Diagnosing problems from the learning curve:
- Cost goes up → learning rate α is too large (overshooting) or there's a bug in the gradient computation
- Cost decreases but very slowly → α too small, or feature scaling needed
- Cost decreases then oscillates → α slightly too large
- Cost decreases then plateaus → converged (or stuck in local minimum for non-convex problems)
Automatic convergence test: Stop when ΔJ < ε between consecutive iterations, where ε = 10⁻³ is a common threshold. In practice, watching the curve visually is often more informative than a fixed threshold.
Andrew Ng's rule: if gradient descent is working, J should decrease after every single iteration.

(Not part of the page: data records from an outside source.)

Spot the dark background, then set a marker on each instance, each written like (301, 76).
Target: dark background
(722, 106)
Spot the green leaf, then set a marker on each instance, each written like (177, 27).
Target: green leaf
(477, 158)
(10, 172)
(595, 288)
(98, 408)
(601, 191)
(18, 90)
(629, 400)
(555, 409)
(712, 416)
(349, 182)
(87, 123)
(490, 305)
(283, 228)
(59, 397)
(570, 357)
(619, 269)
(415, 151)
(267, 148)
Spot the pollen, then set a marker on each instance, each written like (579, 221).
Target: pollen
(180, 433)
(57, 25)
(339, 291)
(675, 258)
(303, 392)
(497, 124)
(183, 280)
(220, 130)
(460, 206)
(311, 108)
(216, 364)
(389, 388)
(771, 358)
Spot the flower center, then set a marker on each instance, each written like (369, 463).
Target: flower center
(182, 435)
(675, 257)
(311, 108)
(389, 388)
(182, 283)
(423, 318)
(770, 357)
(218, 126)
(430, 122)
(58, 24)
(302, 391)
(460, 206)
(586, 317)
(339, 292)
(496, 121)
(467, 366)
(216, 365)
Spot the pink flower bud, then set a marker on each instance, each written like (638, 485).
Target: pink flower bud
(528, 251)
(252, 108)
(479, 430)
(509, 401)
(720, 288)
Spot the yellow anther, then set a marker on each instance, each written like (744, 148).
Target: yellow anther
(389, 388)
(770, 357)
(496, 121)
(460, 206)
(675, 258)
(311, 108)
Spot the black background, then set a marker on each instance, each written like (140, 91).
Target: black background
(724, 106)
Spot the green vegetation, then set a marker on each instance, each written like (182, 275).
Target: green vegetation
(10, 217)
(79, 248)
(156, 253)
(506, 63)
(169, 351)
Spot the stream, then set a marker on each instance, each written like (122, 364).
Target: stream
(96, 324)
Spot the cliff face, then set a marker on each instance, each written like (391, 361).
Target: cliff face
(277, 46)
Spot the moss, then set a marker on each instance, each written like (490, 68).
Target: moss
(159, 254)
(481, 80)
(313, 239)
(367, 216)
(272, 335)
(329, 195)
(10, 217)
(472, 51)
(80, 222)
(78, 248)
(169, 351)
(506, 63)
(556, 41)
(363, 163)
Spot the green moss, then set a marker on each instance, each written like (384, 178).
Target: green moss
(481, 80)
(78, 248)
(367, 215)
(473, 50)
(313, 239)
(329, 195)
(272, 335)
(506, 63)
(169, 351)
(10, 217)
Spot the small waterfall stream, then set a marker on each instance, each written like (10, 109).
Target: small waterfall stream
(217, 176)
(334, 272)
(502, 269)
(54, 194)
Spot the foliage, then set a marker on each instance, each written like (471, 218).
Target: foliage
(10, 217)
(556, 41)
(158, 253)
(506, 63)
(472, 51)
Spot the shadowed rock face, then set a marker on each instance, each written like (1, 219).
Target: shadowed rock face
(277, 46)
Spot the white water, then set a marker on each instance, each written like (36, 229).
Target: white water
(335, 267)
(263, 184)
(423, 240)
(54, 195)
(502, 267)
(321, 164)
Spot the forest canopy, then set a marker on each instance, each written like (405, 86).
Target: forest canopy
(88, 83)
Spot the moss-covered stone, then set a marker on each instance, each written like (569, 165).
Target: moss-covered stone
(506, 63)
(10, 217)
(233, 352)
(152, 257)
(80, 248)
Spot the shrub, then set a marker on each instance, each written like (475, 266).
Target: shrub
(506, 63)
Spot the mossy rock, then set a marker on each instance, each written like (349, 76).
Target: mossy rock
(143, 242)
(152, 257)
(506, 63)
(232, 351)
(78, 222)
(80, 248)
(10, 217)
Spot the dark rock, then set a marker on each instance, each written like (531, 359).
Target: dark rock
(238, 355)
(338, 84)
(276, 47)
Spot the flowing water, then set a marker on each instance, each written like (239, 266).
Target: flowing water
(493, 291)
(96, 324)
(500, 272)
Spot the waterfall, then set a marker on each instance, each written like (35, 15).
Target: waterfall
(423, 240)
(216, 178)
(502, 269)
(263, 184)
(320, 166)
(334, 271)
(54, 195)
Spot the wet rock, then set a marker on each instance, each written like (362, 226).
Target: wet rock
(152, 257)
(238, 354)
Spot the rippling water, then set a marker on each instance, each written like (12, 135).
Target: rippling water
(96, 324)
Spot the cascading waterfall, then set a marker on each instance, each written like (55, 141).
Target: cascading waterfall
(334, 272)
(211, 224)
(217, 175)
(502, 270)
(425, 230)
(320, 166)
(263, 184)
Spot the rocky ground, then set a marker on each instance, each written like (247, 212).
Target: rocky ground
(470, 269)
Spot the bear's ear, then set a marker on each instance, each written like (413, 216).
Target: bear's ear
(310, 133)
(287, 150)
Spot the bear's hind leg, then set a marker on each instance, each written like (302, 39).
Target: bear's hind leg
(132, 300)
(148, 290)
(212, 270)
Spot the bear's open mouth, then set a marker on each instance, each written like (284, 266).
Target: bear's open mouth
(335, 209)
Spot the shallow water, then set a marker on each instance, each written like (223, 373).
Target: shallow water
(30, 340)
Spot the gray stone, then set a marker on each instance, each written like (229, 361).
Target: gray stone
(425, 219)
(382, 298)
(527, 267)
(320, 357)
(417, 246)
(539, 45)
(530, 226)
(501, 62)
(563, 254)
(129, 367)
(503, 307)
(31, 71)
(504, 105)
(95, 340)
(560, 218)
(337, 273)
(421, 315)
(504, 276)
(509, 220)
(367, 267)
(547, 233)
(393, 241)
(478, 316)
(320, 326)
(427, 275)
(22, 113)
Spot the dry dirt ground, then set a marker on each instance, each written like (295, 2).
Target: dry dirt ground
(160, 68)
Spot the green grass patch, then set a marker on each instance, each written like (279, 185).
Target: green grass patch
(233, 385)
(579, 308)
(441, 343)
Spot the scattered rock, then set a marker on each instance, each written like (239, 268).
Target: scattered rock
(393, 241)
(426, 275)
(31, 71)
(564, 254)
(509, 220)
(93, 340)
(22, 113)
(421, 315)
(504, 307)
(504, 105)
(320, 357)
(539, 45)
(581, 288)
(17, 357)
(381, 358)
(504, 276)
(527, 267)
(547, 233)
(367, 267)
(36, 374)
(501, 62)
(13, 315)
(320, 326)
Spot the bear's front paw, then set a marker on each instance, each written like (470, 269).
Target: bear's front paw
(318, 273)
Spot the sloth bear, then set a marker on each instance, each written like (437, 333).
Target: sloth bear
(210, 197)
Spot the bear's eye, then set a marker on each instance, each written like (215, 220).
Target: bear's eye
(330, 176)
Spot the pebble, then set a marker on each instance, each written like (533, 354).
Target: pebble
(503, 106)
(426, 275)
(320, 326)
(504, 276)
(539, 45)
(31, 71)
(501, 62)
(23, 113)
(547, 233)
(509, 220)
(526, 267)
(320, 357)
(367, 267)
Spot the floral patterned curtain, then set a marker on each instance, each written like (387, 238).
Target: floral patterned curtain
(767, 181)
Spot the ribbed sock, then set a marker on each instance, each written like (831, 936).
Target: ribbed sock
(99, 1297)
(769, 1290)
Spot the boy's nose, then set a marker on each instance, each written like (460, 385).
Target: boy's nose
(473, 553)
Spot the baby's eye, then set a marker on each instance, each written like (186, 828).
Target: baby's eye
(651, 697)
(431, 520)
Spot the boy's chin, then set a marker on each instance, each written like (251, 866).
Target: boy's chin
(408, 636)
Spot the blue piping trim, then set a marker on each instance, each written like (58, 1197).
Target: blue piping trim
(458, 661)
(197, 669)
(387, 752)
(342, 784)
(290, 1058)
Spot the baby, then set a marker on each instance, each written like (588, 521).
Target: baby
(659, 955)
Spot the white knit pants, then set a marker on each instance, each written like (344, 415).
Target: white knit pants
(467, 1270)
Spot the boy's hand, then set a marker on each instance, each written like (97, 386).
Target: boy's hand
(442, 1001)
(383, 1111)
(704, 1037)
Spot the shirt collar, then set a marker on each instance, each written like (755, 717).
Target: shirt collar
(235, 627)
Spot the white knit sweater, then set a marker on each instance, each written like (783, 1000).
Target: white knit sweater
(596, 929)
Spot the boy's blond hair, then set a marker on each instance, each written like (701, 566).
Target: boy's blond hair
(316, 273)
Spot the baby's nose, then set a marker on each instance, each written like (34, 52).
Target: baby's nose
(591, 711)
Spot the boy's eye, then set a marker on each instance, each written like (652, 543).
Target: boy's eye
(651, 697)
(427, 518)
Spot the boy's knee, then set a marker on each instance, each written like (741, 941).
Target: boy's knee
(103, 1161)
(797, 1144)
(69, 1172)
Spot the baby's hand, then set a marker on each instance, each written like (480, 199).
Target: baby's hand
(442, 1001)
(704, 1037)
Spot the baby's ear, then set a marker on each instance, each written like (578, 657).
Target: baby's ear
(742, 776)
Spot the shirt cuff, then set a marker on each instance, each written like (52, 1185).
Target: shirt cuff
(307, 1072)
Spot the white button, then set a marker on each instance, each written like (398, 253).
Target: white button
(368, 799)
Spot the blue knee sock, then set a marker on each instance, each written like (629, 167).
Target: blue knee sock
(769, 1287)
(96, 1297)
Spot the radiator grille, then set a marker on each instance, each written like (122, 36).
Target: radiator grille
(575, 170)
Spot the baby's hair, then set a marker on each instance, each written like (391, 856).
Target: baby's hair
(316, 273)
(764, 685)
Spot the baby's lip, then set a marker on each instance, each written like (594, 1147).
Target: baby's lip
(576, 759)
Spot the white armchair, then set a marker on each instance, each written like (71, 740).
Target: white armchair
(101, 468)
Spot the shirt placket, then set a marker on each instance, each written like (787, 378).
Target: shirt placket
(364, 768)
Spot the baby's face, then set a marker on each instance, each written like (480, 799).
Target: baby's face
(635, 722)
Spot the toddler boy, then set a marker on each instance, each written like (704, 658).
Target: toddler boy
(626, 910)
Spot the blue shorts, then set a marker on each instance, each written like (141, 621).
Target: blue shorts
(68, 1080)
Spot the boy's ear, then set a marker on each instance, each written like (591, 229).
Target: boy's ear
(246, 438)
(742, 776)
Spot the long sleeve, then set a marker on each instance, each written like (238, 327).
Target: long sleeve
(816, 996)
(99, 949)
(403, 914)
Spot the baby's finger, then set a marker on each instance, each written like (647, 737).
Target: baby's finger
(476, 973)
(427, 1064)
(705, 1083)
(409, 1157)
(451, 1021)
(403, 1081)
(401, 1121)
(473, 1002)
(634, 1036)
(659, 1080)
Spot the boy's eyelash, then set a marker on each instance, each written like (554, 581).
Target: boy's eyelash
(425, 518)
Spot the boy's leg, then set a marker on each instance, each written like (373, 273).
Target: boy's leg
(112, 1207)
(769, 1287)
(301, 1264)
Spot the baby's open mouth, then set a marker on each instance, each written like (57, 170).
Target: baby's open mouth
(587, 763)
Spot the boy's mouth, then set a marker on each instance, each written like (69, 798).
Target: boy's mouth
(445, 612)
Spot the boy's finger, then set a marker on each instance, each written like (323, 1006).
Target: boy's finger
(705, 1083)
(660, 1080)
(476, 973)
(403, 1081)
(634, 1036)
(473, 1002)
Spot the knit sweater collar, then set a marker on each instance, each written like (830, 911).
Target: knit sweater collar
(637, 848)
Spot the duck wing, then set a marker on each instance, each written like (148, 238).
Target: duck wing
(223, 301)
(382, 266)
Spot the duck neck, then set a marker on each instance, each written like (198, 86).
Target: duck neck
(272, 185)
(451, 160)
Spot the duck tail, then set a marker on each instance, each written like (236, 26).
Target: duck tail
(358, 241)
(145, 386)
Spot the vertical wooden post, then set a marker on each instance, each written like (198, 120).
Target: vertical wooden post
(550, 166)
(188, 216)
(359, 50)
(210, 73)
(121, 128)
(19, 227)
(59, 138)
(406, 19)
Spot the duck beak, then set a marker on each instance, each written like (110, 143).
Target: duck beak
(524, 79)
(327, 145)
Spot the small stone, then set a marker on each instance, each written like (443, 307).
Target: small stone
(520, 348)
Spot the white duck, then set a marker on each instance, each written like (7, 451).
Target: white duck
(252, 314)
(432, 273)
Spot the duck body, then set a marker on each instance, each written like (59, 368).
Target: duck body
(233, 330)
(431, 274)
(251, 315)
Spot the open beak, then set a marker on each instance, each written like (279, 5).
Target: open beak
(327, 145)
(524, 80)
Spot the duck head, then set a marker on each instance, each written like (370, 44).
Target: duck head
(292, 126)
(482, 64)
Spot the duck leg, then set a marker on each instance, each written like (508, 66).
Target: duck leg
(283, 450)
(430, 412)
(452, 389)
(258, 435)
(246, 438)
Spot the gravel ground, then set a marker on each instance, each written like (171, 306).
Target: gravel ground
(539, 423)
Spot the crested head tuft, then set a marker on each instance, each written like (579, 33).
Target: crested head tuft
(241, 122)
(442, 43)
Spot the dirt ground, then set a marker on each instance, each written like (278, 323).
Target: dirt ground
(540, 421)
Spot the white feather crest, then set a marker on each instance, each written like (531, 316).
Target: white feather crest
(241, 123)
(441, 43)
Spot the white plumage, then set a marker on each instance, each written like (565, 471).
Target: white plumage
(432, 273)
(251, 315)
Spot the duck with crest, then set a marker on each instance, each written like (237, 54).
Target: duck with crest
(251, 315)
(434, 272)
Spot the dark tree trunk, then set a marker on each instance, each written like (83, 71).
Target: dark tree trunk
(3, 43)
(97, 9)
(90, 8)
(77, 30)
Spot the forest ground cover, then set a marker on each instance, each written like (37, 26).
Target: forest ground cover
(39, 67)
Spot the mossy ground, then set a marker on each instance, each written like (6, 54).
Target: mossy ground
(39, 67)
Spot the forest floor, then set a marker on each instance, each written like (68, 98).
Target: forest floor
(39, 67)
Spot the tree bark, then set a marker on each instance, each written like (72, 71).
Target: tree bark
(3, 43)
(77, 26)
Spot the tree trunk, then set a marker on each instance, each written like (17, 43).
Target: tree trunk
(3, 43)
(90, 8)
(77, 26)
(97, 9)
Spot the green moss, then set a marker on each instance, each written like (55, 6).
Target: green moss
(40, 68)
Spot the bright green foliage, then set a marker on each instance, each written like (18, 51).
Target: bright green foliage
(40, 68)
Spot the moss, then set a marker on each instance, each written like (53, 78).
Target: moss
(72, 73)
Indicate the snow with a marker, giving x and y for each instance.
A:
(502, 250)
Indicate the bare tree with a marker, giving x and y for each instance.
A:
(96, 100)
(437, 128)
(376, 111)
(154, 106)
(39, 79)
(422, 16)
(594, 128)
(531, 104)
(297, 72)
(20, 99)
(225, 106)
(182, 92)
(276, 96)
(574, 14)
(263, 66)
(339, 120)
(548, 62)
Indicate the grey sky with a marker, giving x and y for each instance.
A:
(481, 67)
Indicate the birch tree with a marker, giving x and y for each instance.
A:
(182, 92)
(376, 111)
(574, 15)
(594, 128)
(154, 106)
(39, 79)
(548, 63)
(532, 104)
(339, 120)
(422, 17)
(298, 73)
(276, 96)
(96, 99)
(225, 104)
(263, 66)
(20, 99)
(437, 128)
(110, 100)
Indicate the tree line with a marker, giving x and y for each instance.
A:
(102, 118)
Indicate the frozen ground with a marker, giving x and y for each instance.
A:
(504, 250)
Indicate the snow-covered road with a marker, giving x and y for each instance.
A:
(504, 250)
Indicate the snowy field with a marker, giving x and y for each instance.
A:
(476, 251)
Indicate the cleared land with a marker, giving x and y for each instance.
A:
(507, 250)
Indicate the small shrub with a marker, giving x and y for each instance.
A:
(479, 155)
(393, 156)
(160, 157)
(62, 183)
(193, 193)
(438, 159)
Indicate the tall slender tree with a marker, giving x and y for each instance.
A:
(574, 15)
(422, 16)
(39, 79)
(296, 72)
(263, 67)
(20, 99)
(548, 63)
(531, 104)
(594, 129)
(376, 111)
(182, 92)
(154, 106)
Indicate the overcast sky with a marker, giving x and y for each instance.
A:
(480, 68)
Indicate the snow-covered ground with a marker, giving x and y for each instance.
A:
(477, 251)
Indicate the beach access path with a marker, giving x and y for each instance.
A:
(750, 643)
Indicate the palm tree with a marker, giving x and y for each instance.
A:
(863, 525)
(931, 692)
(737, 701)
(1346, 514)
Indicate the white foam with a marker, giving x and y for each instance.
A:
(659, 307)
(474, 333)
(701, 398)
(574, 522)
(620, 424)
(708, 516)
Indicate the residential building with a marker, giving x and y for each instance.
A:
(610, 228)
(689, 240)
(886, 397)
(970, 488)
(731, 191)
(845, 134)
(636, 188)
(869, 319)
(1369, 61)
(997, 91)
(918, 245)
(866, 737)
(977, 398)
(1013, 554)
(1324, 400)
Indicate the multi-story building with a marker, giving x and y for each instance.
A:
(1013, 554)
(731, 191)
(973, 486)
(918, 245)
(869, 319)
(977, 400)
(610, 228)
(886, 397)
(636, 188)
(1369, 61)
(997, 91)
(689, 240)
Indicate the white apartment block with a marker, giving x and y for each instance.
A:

If it ever increases, something is wrong.
Deepening Notes
Source-backed reinforcement: these points are extracted from the session source note to strengthen your theory intuition.
- Concretely, if you plot the cost for a number of iterations and notice that the costs sometimes goes up and sometimes goes down, you should take that as a clear sign that gradient descent is not working properly.
- This is because having the derivative term moves your cost J further from the global minimum instead of closer.
- One debugging tip for a correct implementation of gradient descent is that with a small enough learning rate, the cost function should decrease on every single iteration.
- So if gradient descent isn't working, one thing I often do and I hope you find this tip useful too, one thing I'll often do is just set Alpha to be a very small number and see if that causes the cost to decrease on every iteration.
- In the upcoming optional lab you can also take a look at how feature scaling is done in code and also see how different choices of the learning rate Alpha can lead to either better or worse training of your model.
Interview-Ready Deepening
Source-backed reinforcement: these points add detail beyond short-duration UI hints and emphasize production tradeoffs.
- The learning curve — how to tell when training is done and when it's broken.
- One debugging tip for a correct implementation of gradient descent is that with a small enough learning rate, the cost function should decrease on every single iteration.
- This is the learning curve — the most important diagnostic tool in ML training.
- Cost goes up → learning rate α is too large (overshooting) or there's a bug in the gradient computation
- What a healthy learning curve looks like: Cost decreases monotonically every iteration and eventually flattens asymptotically.
- Andrew Ng's rule: if gradient descent is working, J should decrease after every single iteration.
- Automatic convergence test: Stop when ΔJ < ε between consecutive iterations, where ε = 10⁻³ is a common threshold.
- But learning rates like this could also be a sign of a possible broken code.
Tradeoffs You Should Be Able to Explain
- More expressive models improve fit but can reduce interpretability and raise overfitting risk.
- Higher optimization speed can reduce training time but may increase instability if learning dynamics are not monitored.
- Feature-rich pipelines improve performance ceilings but increase maintenance and monitoring complexity.
First-time learner note: Read each model as a dataflow system: inputs become representations, representations become scores, and scores become decisions through a chosen loss and thresholding policy.
Production note: Track three things relentlessly in ML systems: data shape contracts, evaluation methodology, and the operational meaning of the model's errors. Most expensive failures come from one of those three.